After about thirty awkwardly silent seconds of sitting in James’ car post-wife-confession, I decided to just start making out with him again. This was desperate and not okay, I know. But again: his kiss. It was delicious. Delicious and forbidden and sexual and hot. And I knew that he was a very dangerous person to even think about getting involved with, but I wanted to pretend for just the shortest moment that he was good and genuine and mine.

And so we kept making out in his car for about ten more blissful seconds, but then — and I think this may have been my conscience resurrecting itself from the low-self-esteem-y grave I’d just dug for it — I started wondering what his wife’s name was and what she must be doing and what she might think he was doing and what her Pinterest might look like. And so I finally mustered up the strength to say, “Dude. This is fucked up. We can’t do this.”

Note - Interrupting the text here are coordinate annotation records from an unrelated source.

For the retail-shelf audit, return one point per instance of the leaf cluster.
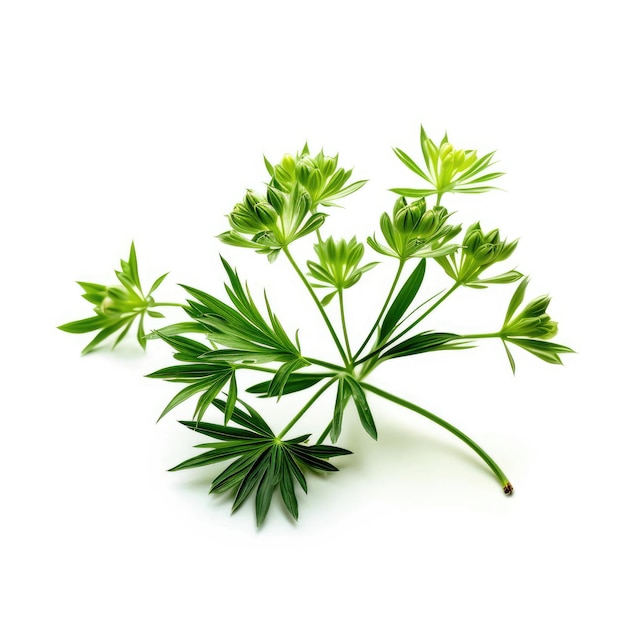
(116, 308)
(447, 169)
(262, 461)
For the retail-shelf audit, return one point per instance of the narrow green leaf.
(509, 356)
(403, 300)
(340, 404)
(516, 300)
(106, 332)
(295, 383)
(157, 283)
(281, 377)
(426, 342)
(410, 163)
(287, 491)
(365, 415)
(252, 478)
(231, 399)
(132, 263)
(414, 192)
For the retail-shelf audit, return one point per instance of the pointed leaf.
(403, 300)
(365, 415)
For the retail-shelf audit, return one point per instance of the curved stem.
(325, 433)
(504, 481)
(320, 307)
(304, 409)
(346, 339)
(325, 364)
(382, 311)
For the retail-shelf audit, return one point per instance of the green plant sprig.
(237, 333)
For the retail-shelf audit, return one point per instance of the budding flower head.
(407, 217)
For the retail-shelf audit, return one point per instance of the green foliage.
(531, 328)
(479, 251)
(338, 267)
(263, 461)
(414, 231)
(117, 308)
(225, 337)
(447, 169)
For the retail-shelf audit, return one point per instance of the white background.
(147, 121)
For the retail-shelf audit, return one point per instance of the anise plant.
(224, 336)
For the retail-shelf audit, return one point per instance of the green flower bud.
(428, 225)
(329, 165)
(473, 239)
(252, 198)
(407, 217)
(276, 199)
(445, 150)
(288, 164)
(314, 182)
(536, 307)
(303, 171)
(459, 159)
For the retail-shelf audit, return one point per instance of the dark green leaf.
(403, 299)
(410, 163)
(340, 404)
(426, 342)
(295, 383)
(365, 415)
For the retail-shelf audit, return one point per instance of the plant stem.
(504, 481)
(413, 324)
(478, 336)
(308, 286)
(384, 308)
(325, 433)
(343, 323)
(304, 409)
(325, 364)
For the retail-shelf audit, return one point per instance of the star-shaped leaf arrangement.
(117, 308)
(263, 461)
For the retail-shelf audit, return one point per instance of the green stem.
(320, 307)
(382, 311)
(478, 336)
(504, 481)
(325, 433)
(304, 409)
(343, 324)
(325, 364)
(245, 366)
(413, 324)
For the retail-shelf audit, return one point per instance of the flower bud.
(289, 164)
(252, 198)
(428, 224)
(314, 183)
(445, 150)
(459, 159)
(473, 239)
(407, 218)
(329, 165)
(536, 307)
(303, 171)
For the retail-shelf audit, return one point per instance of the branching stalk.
(495, 468)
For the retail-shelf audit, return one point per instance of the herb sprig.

“You’re right,” he replied, not fighting me at all. “I understand if you want to just lose my number. I’m sorry.”

“It’s fine,” I sighed. “It’s fine.”

Then I got out of his car, walked up to my apartment, and aggressively slammed my bag against the floor in a fit of rage. I ran to my window to see if his car was still on my street, but he had already driven off. Regardless of all the reasons not to, I wanted to call him right then and there to ask him to come back so we could try and recapture whatever the hell it was we had both just discovered and lost, all within the past hour.

But then I walked into my bathroom, looked at myself in the mirror, and realized that I really, really needed to take his advice — and just lose his number.

2014 UPDATE: We ran into each other at Dunkin’ Donuts and it was weird.